Exceptions that one expects would be needed would include both where a rule or provision should not apply to retained direct EU law and where it needs to be made clear that it has been superseded by the provisions in this Bill. They include, but are certainly not limited to, for example, how the common law would apply, including the rule in Pepper v Hart; how we would deal with presumptions about extraterritoriality; how we would deal with the issue of parliamentary privilege to proceedings leading up to an enactment; and how we would deal with the presumption of non-application to the Crown of legislation. Even armed with the most extensive legal team, it would be very difficult to come up with a simple rule, and any finite list of exceptions to that simple rule. What I have endeavoured to do, therefore, is demonstrate that a simple rule that required a large number of exceptions would not be a simple rule. At some point, there would be so many exceptions to any simple rule that it would cease to be meaningful.

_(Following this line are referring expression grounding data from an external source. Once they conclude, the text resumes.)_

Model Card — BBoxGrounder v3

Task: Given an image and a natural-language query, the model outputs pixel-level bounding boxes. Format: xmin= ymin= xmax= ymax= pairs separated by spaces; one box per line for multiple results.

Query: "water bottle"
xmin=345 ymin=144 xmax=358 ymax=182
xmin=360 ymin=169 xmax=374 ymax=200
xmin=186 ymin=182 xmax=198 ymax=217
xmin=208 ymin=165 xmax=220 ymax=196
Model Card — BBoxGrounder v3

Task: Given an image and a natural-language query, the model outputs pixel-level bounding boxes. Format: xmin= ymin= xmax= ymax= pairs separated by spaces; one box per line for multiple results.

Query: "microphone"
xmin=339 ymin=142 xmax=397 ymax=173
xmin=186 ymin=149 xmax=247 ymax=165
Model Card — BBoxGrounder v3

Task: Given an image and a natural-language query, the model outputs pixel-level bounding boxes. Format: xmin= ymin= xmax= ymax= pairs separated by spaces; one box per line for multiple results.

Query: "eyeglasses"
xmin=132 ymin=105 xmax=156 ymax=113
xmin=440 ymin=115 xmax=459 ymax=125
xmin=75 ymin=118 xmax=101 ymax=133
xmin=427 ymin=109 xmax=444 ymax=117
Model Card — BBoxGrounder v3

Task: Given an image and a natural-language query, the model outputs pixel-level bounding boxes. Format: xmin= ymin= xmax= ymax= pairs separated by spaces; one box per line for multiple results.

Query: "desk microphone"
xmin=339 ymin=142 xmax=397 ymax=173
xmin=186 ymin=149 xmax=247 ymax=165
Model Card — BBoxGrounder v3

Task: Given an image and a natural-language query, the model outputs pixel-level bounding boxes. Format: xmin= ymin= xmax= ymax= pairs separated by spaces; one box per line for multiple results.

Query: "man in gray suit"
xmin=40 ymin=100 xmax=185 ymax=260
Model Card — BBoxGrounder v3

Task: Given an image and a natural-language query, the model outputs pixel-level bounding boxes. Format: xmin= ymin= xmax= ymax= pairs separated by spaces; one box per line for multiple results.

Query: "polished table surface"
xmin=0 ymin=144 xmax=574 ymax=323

I should add that, despite this clear need for exceptions—some of which I have mentioned before—this amendment produces an absolute rule with no mechanism for departing from it. To support this amendment, noble Lords would have to be confident that in each place where the words “primary legislation” appear across the statute book, the provision must apply entirely correctly to the EU regulations and that in each place where the words “subordinate legislation” appear, the provision must apply entirely correctly to EU tertiary legislation. We simply do not see how we can be reasonably confident about that.

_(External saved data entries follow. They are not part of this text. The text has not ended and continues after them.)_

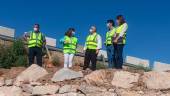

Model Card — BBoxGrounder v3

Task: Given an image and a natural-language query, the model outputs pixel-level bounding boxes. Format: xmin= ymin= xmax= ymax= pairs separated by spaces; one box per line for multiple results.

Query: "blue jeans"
xmin=106 ymin=45 xmax=114 ymax=68
xmin=113 ymin=44 xmax=124 ymax=69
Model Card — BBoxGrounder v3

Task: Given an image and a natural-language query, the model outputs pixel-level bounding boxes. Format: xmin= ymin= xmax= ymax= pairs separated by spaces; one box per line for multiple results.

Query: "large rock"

I would wish to be able to endorse the simple rule put forward by the noble Lord on behalf of the Constitution Committee, but I am afraid that such elegant simplicity is simply not possible for this purpose. There is no escaping that there will have to be an
exercise to go through each of the 5,000 references I mentioned to discover in which of them it is relevant to set out how they apply to different types of retained direct EU legislation. The only sensible approach is to look at each of those references and decide the right result in the particular context.
In response to the concerns expressed by the noble Lords, Lord Pannick and Lord Beith, where provisions need to apply to retained direct EU law, this is one of the uses to which the consequential power in the Bill will be put. However, I remind noble Lords that that power is now sunset, it is subject to sifting and any SIs of particular interest can be brought forward under the affirmative procedure. This is not a power to make constitutional provision by secondary legislation but rather to ask Parliament to approve, if required, how a range of references and provisions on the statute book should apply to retained direct EU law. We are conscious that any steps taken in that regard will be the subject of keen and direct scrutiny, and so they should be—we fully accept that.
In the present circumstances, and with that explanation, I hope that the noble Lord will understand that his amendment and his intention to provide for an elegant and elegantly ordered statute book cannot, in our view, succeed in the face of the demands of some degree of legal certainty and good lawmaking. In those circumstances, I invite him to withdraw his amendment.